Estamos aquí y ahora. Miramos atrás y, con un poco de dedicación, podemos trazar una línea de tiempo, de eventos y sucesos, de circunstancias, que nos han traído hasta donde estamos, por fuera y también por dentro. Si recorremos esa línea de tiempo y la ponemos en relación con esos rasgos que nos caracterizan podemos ver una conexión cercana a la causalidad. Quizá un evento mayor como un nacimiento o una muerte, un cambio de residencia, la época en la que alguien estuvo enfermo o los mejores años de universidad, por ejemplo, pueden servirnos por sí solos para entender –aunque sea parcialmente– por qué nos volvimos celosos, más vitales, un poco melancólicos, irascibles o confiados. Evidentemente un solo evento no produce por sí mismo cambios en la personalidad de alguien de forma permanente, sino más bien la conjunción de la manera interna de afrontarlo, los recursos con los que una persona cuenta y la reacción de quienes están alrededor. Sea como fuere, cuando miramos desde fuera a esa relación entre los eventos vitales y nuestros rasgos característicos, podemos entender de una forma comprehensiva lo que ha sido nuestra vida hasta ahora y quiénes somos, pero rápidamente surge una pregunta: «Vale, si esto ha sucedido con esta influencia en mí hasta el momento, ¿es esperable que yo siga siendo así en adelante?». En particular si la palabra así implica algo que no nos gusta de nosotros mismos.

Para llegar a esta pregunta ha habido antes que tomar la suficiente distancia de nosotros mismos como para tener algo de perspectiva; es decir, poder pensar en uno mismo a lo largo del tiempo. Y quizá esta noción de seguir siendo quienes somos, independientemente de los cambios del entorno, sea la que nos pone en el brete interno de anticipar la imposibilidad de que las cosas cambien por dentro. Y es que en cierto modo, nuestra historia, o más bien nuestra manera de afrontarla en su momento, ejerce una presión sobre nosotros cuando nos alejamos en otra dirección; algo así como si hubiera unas gomas emocionales, actitudinales, incluso en la manera de pensar, que nos atan a este pasado, que nos conectan directamente con la actitud que nos lleva funcionando toda la vida para afrontar el mundo –aunque sea de una forma imperfecta–.

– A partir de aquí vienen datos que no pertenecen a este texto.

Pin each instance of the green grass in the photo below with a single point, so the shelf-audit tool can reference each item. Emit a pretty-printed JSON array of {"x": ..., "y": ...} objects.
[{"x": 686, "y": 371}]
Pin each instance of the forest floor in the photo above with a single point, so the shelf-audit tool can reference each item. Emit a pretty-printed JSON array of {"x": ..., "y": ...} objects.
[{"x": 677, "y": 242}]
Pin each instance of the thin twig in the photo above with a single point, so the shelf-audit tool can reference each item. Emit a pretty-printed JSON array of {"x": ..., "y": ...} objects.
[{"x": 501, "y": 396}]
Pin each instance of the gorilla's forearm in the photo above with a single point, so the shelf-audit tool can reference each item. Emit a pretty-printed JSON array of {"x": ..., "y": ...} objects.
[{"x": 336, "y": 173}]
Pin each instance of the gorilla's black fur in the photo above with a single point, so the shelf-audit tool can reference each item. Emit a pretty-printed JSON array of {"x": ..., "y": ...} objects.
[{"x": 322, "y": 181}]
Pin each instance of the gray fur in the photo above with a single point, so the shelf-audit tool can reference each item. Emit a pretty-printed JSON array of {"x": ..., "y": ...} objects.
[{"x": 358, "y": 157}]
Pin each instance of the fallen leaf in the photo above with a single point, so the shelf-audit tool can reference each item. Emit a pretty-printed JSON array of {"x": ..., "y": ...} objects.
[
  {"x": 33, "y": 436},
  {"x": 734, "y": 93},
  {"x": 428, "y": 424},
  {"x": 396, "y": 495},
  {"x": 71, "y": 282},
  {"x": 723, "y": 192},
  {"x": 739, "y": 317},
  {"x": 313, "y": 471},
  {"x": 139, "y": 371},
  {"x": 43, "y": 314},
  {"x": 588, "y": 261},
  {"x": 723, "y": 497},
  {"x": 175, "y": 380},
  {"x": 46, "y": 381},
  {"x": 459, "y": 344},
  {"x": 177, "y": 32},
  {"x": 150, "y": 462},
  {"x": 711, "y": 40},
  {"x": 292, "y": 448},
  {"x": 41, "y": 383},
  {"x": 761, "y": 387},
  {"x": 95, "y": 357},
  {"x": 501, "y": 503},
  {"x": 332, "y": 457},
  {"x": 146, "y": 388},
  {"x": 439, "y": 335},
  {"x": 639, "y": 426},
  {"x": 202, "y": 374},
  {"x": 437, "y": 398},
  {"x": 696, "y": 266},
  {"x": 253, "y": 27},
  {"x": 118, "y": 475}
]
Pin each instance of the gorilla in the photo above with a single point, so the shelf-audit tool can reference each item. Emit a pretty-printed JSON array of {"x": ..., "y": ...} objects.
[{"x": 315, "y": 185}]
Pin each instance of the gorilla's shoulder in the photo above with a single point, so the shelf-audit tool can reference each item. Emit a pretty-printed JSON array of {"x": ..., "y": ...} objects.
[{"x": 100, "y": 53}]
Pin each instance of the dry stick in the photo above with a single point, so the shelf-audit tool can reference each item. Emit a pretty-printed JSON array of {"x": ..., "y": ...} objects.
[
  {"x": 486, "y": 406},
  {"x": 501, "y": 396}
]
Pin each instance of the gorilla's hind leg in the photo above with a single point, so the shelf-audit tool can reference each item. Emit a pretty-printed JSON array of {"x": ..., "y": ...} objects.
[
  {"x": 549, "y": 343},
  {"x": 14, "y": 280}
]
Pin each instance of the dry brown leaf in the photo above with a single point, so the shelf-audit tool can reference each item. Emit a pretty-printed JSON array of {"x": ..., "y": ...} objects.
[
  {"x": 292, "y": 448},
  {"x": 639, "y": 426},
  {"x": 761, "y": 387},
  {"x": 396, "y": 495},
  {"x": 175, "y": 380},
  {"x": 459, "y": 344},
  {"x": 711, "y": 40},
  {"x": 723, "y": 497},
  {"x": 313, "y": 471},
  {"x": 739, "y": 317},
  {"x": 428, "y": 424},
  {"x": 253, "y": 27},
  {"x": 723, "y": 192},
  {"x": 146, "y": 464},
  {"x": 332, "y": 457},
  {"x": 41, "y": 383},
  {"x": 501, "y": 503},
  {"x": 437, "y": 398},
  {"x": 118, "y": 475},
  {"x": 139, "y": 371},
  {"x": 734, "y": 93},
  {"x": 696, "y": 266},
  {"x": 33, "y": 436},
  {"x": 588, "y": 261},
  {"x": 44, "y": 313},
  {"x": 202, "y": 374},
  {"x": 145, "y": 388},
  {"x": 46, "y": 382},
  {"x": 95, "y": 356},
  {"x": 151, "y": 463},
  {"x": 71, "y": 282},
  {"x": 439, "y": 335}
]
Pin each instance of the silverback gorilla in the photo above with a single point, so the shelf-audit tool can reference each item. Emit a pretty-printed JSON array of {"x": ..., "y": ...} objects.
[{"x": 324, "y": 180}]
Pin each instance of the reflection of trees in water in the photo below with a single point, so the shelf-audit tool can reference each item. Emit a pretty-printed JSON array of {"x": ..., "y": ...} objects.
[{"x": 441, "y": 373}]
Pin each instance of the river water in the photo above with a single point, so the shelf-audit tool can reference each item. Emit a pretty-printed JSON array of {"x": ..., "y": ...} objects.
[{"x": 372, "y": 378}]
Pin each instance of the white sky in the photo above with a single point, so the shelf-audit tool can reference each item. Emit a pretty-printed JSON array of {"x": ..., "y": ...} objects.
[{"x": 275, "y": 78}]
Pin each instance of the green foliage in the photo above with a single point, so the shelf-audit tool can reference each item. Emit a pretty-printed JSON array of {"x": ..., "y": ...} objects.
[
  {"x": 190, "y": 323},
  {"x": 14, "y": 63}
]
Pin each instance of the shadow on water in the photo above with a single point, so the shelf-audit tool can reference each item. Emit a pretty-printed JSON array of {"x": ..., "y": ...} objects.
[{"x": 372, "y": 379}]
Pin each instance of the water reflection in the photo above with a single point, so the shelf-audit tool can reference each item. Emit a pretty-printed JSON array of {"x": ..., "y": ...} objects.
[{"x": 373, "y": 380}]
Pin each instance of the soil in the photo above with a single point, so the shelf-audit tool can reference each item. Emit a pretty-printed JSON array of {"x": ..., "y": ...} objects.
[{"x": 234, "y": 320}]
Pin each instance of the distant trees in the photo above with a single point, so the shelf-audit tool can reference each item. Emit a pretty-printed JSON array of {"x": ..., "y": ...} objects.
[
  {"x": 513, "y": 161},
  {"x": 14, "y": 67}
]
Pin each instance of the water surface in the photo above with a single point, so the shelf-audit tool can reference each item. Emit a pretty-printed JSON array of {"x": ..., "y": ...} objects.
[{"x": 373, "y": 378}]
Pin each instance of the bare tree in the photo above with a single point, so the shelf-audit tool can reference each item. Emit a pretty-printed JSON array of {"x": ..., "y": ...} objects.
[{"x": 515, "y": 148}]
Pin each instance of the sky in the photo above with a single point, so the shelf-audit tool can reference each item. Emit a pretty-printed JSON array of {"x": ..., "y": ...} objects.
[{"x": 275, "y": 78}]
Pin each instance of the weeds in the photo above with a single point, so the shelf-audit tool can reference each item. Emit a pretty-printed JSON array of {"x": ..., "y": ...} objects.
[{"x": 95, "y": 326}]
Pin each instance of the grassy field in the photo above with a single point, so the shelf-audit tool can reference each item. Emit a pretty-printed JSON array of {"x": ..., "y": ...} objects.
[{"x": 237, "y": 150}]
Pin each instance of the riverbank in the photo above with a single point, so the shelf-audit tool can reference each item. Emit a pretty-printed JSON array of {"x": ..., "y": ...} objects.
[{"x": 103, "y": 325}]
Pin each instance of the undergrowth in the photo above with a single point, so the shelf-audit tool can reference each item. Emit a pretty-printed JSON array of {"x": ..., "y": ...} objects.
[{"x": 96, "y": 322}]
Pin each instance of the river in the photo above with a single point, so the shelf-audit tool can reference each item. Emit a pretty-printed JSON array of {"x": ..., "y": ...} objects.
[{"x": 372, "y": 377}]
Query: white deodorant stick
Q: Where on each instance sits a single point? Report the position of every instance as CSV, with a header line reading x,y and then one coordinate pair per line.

Si hoy tratamos de hacer algo muy distinto, romper con lo establecido por dentro, estas «gomas» nos impiden ir muy lejos y nos atraen de nuevo a viejos pensamientos, sensaciones y acciones. Por ejemplo, si siempre he sido conservador en mis decisiones –porque, cuando elegí mi profesión, lo importante era la seguridad laboral, ya que mi familia no tenía muchos recursos– y de repente hoy, con las finanzas resueltas, decido comprar un coche nuevo más caro de lo habitual, algo dentro de mí va a tirar hacia la austeridad, incluso quizá de forma crítica y en cierto modo con el objetivo de seguir preservando lo que una vez fue muy importante.

Este ejemplo es sobre algo material, pero podríamos pensar también en actitudes más amplias ante la vida. Cuanto más estresante fuera la situación en la que adoptamos actitudes para sobrevivir a esa época de la vida, más gruesas son esas «gomas» y más fuertemente intentarán devolvernos a aquellas maneras, y en el fondo tiene su lógica si pensamos que esas actitudes nos sirvieron para atravesar una época difícil. Y precisamente poder contrastar el presente con nuestro pasado, pensar en todo ello, tratarnos con cariño, entender nuestras circunstancias, y darnos el beneficio de la duda ante nuevas y arriesgadas actitudes más ajustadas al mundo de hoy, nos permite ir desabrochando los elásticos que terminarían haciendo de la vida una historia escrita de antemano.